A Google Reality Check - dpapathanasiou
http://seekingalpha.com/article/51114-a-google-reality-check?source=feed

======
byrneseyeview
This is why I hate Seeking Alpha: they can stretch a factual sentence ("Google
is overpriced, given their P/E of X, because a fair P/E is Y.") into a whole
article -- with fewer actual facts. I like how, for illustration, they
(almost!) told us Google's past growth rate. That to defend the statement that
"Although this exponentially growing income is really unprecedented it is a
huge mistake to assume it can continue."

Thanks. Everyone I know who owns Google stock also thinks their growth rate
will be exactly has high in the future as it was in the past. We all expect
GOOG's market share to hit 47291% in a decade.

Did the writer just not bother to consider his assumptions? Look at a chart of
Google's stock price and P/E:
<http://www.byrneseyeview.com/pictures/googwithpe.gif>

Their earnings are going up _faster_ than their price. If investors think
Google's growth rate is this high permanently, why has the stock's P/E dropped
about 70% from peak?

"It is my contention not that Google is necessarily overvalued, but only that
investors in the stock at these levels, if they think it is not overvalued,
must realize what they are conjecturing as to the company's growth."

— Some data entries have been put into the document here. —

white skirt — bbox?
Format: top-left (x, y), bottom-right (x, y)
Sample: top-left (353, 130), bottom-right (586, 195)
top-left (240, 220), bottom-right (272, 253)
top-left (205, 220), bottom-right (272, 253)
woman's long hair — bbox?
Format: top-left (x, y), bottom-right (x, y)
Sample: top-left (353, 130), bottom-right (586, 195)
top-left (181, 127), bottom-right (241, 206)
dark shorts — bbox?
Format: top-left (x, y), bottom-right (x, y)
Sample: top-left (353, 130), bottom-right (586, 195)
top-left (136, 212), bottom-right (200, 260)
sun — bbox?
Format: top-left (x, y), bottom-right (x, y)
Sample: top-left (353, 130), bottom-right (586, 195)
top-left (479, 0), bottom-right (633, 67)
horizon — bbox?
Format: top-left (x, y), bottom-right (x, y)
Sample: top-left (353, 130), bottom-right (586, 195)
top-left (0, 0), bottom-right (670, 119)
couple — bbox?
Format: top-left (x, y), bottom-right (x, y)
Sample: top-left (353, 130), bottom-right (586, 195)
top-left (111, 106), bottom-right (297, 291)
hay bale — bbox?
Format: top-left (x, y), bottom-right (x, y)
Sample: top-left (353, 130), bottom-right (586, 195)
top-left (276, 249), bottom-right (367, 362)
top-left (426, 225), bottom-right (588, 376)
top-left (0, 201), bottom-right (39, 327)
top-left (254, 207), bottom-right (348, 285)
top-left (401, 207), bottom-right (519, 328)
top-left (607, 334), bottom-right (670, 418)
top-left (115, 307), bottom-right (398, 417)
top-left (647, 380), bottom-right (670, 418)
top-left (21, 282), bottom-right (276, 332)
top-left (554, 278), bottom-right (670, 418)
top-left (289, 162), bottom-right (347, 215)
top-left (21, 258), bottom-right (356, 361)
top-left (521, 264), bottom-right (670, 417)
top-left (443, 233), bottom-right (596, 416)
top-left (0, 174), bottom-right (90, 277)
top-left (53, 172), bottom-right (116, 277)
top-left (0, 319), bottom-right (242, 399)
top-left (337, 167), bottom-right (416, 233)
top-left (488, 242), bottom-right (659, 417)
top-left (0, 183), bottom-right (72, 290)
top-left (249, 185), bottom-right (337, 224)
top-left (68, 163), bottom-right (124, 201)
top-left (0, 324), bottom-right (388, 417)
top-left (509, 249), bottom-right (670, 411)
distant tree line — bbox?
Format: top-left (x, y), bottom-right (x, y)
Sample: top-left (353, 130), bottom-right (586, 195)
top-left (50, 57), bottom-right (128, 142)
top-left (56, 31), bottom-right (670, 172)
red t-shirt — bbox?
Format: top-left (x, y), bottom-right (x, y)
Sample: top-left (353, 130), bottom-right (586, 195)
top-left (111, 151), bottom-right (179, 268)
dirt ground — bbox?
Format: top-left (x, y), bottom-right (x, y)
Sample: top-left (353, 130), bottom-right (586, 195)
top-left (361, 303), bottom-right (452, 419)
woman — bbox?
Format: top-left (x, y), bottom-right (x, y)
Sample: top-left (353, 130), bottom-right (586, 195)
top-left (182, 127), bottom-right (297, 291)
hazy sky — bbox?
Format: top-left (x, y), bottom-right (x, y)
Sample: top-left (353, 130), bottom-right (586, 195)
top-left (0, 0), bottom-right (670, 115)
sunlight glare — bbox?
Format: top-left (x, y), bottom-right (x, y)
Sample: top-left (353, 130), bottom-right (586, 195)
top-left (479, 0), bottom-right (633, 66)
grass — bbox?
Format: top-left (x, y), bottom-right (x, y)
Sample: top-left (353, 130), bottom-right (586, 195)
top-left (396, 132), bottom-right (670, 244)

Thanks. So it might be expensive. And it might not. And investors should keep
that in mind. Yes, that's what he's saying: investors should be aware that
buying Google is not necessarily as safe as just keeping their money in cash.

"Let us think about what the current implicit future growth rate suggests
about the dominance of this company in our economy. Within ten years, Google
will be earning as much or more than over half of the Dow 30 components."

He doesn't defend this math, so I have no idea where he gets that idea. I have
little trouble believing it, if true: Google already earns more than some Dow
components ($4 billion for the last 12 months; Alcoa has around half that).
But I don't see why Google must achieve this growth to be worth its current
price: as long as investors continue to expect steady above-average growth,
Google will have a long-term P/E higher than most.

"Where such capital can be deployed in the virtual world in which Google
operates is not readily apparent to me."

Oh, good! Google operates in a 'virtual world'! Clearly they buy their servers
for Linden Dollars and Flooz.

Full disclosure: I agree with the author's conclusion that Google is probably
overpriced. But I've thought so since it was at $150.